Research

Preprints

Publications

  1. The Jacobian of a Sixth-Root-of-Unity Matroid
    With Matthew Baker and Changxin Ding. Annals of Combinatorics (To appear).
    Abstract
    The Jacobian group (also called the sandpile group, Picard group, or critical group) of a graph or, more generally, of a regular matroid has been well studied. Sixth-root-of-unity matroids, also called complex unimodular matroids, are generalizations of regular matroids.
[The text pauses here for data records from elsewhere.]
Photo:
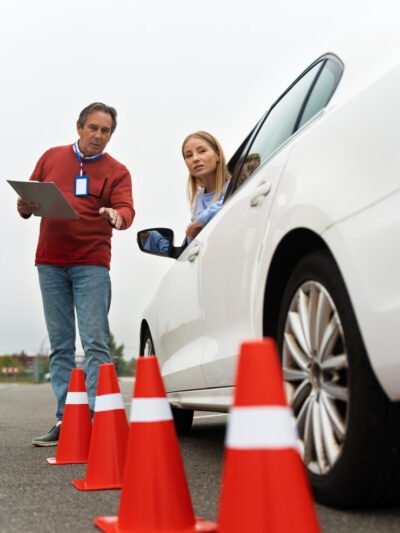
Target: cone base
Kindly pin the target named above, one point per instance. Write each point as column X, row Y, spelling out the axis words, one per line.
column 82, row 484
column 109, row 524
column 54, row 461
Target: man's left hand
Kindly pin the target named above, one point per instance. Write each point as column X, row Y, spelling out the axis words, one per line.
column 112, row 215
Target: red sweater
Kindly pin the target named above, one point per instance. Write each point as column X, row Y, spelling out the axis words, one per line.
column 86, row 241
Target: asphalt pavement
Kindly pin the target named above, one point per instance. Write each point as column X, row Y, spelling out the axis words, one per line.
column 36, row 497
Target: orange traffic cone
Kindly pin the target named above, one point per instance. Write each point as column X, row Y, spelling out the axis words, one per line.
column 109, row 435
column 155, row 495
column 265, row 487
column 73, row 446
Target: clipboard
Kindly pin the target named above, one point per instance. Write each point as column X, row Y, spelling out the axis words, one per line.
column 52, row 201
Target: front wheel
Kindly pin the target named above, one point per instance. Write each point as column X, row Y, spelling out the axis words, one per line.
column 349, row 431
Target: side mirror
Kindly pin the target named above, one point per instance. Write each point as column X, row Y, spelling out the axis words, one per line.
column 157, row 241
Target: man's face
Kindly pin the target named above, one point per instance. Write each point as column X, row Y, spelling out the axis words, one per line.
column 95, row 133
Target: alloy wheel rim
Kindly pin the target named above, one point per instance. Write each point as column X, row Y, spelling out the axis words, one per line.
column 315, row 369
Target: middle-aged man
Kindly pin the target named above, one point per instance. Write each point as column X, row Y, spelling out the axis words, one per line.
column 73, row 256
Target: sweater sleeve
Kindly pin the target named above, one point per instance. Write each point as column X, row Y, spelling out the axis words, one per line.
column 122, row 200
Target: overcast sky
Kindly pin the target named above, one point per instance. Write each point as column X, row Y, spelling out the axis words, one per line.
column 170, row 68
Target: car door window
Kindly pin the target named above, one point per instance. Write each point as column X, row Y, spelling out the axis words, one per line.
column 278, row 125
column 323, row 90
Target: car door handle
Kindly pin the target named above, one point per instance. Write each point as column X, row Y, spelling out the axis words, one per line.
column 261, row 192
column 194, row 252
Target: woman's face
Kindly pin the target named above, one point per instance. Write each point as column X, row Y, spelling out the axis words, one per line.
column 200, row 159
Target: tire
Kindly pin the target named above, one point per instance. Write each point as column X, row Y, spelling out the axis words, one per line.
column 349, row 431
column 183, row 418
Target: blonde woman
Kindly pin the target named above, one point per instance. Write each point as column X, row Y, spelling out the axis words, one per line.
column 208, row 178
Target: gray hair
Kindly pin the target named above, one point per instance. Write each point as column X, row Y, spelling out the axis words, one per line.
column 98, row 106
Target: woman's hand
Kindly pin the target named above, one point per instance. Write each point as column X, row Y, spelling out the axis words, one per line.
column 193, row 229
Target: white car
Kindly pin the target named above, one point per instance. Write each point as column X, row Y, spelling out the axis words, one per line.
column 306, row 249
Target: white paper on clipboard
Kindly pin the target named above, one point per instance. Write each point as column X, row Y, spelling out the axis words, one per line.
column 52, row 201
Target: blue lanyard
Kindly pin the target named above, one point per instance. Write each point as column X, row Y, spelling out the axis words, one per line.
column 88, row 159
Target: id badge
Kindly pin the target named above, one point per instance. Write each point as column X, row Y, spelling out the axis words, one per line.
column 81, row 185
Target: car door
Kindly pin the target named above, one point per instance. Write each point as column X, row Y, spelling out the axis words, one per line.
column 232, row 247
column 180, row 321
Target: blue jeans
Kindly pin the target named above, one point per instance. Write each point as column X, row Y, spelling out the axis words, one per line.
column 85, row 290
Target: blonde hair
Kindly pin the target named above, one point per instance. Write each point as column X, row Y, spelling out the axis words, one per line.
column 221, row 175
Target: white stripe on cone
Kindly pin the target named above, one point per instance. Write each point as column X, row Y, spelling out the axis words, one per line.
column 108, row 402
column 261, row 428
column 150, row 410
column 76, row 398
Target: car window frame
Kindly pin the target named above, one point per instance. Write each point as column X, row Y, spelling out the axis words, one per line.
column 245, row 147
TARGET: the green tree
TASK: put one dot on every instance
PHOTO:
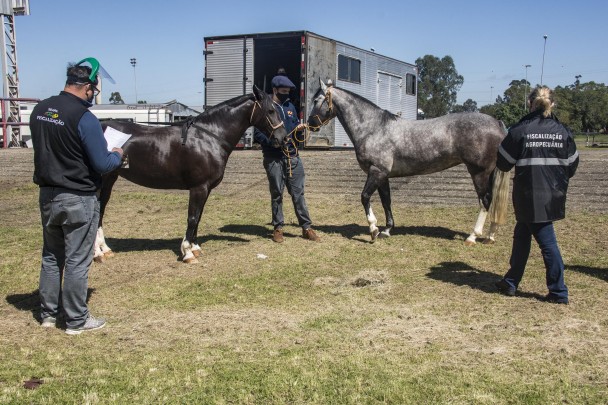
(438, 86)
(468, 106)
(115, 98)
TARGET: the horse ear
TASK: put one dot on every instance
(257, 92)
(323, 86)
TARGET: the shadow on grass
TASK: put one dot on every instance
(141, 244)
(253, 230)
(355, 231)
(460, 274)
(601, 273)
(31, 301)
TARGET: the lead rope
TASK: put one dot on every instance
(307, 131)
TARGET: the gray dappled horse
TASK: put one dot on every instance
(387, 146)
(190, 155)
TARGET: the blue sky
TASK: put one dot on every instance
(490, 41)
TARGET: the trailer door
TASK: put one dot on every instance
(228, 69)
(389, 92)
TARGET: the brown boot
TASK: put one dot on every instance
(277, 235)
(310, 235)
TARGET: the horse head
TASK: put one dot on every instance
(265, 118)
(322, 107)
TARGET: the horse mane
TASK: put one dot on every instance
(385, 115)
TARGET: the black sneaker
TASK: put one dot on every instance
(555, 300)
(505, 288)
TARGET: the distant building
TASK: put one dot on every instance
(141, 113)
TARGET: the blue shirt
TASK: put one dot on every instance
(289, 116)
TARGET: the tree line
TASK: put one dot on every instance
(583, 107)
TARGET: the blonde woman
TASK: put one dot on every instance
(545, 157)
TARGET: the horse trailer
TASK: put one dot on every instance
(235, 63)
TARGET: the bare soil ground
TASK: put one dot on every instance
(410, 319)
(337, 173)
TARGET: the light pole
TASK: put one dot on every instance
(526, 86)
(542, 68)
(133, 63)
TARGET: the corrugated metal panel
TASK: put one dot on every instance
(320, 63)
(224, 69)
(382, 82)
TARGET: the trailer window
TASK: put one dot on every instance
(349, 69)
(410, 84)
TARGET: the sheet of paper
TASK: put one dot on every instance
(115, 138)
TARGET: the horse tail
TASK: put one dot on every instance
(503, 127)
(500, 194)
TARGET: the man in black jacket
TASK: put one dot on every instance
(70, 154)
(545, 157)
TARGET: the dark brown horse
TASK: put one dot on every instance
(191, 156)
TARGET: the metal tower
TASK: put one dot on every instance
(8, 10)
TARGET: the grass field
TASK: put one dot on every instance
(410, 319)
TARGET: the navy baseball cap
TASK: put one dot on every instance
(282, 81)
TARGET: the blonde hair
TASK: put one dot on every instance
(541, 98)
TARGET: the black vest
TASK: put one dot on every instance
(59, 157)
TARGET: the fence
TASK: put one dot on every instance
(7, 125)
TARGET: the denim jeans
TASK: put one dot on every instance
(277, 170)
(69, 222)
(544, 234)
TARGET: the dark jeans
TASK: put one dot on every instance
(544, 234)
(69, 222)
(277, 170)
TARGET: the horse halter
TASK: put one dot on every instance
(330, 106)
(274, 127)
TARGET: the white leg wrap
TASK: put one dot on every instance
(188, 256)
(372, 221)
(186, 247)
(385, 234)
(492, 232)
(98, 243)
(478, 230)
(102, 241)
(481, 220)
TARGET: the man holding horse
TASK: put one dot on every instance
(283, 164)
(70, 154)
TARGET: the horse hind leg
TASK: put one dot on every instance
(374, 178)
(102, 250)
(385, 197)
(478, 229)
(189, 248)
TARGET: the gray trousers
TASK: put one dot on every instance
(69, 222)
(277, 170)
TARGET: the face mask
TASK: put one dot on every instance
(282, 97)
(90, 99)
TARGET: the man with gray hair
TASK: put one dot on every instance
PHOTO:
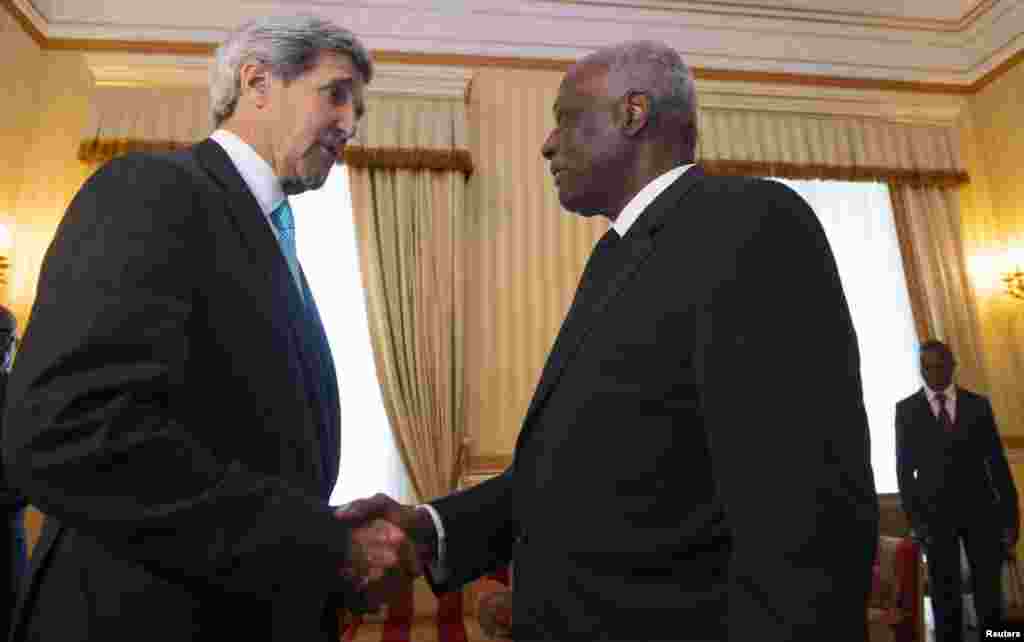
(694, 464)
(174, 410)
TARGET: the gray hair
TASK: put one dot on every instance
(658, 71)
(290, 45)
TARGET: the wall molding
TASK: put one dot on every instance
(112, 69)
(137, 70)
(949, 56)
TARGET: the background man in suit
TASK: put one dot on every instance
(955, 484)
(174, 409)
(13, 544)
(694, 464)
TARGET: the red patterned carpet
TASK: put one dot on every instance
(397, 623)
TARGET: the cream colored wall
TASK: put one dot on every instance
(992, 211)
(53, 172)
(992, 214)
(19, 84)
(45, 107)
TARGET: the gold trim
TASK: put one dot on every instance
(27, 25)
(455, 59)
(132, 46)
(834, 172)
(809, 80)
(101, 151)
(390, 158)
(482, 464)
(889, 22)
(998, 72)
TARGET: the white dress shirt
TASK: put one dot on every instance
(624, 221)
(261, 180)
(950, 393)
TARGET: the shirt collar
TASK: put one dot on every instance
(257, 173)
(950, 393)
(644, 198)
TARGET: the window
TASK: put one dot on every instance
(326, 242)
(858, 221)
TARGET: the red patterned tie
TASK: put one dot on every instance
(944, 419)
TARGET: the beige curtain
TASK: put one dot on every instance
(807, 145)
(409, 196)
(134, 119)
(525, 254)
(922, 164)
(409, 224)
(929, 225)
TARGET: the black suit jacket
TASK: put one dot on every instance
(979, 489)
(166, 414)
(694, 463)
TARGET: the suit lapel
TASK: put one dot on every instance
(633, 251)
(266, 255)
(327, 378)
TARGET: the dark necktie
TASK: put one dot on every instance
(944, 420)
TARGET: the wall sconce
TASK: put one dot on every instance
(6, 245)
(1013, 279)
(1015, 284)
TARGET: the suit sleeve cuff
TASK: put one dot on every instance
(437, 568)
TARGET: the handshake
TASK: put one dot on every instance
(390, 545)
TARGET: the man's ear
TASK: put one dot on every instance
(255, 82)
(637, 113)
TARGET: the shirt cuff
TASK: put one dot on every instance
(438, 570)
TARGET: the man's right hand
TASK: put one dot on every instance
(380, 551)
(415, 522)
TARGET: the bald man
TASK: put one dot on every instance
(694, 464)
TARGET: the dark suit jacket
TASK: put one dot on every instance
(694, 464)
(166, 413)
(977, 489)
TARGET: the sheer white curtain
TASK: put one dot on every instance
(858, 220)
(326, 242)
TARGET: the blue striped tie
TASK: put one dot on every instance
(284, 222)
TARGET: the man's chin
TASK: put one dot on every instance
(292, 185)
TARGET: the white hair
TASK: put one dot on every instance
(657, 70)
(290, 45)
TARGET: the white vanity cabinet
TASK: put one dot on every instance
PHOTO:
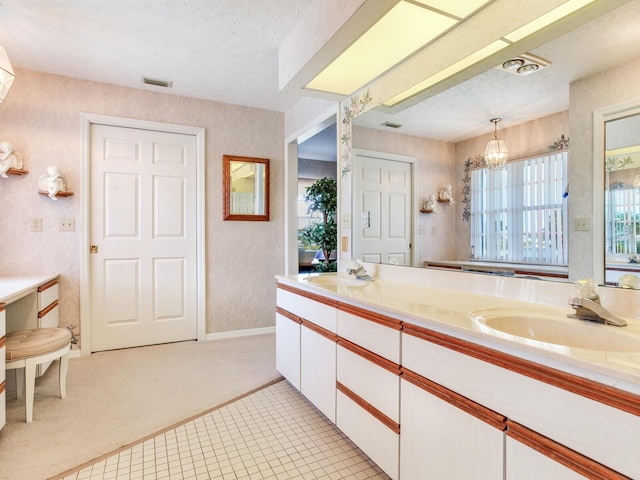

This paper provides a definition, and establishes some basic properties, of the Jacobian group of a sixth-root-of-unity matroid.
  2. Machine Learning and LLM-Boost Symbolic Regression for Predicting \(\mathbb{Q}\)-Gonality of Modular Curves With Xiaokang Wang, Yuxiang Yao, Po-Chu Hsu, and Peikai Qi. Accepted at the 2nd AI4MATH@ICML 2025 workshop.

    Abstract
    We aim to predict the \(\mathbb{Q}\)-gonality of modular curves, an invariant measuring the minimal degree of a nonconstant rational map to \(\mathbb{P}^1\). Three machine-learning architectures—Extrem gradient-boosted trees, feedforward neural networks, and transformer-based models—achieve over 90\% exact-match accuracy on existing curves, with more than 89\% of predictions falling within known theoretical bounds. To improve interpretability, we employ an LLM-guided boost symbolic regression pipeline that proposes nonlinear feature combinations and uncovers concise analytic formulas. These expressions match the predictive power of our models while revealing how core arithmetic invariants interact. Our results highlight the effectiveness of combining data-driven prediction with LLM-enhanced symbolic discovery in arithmetic geometry.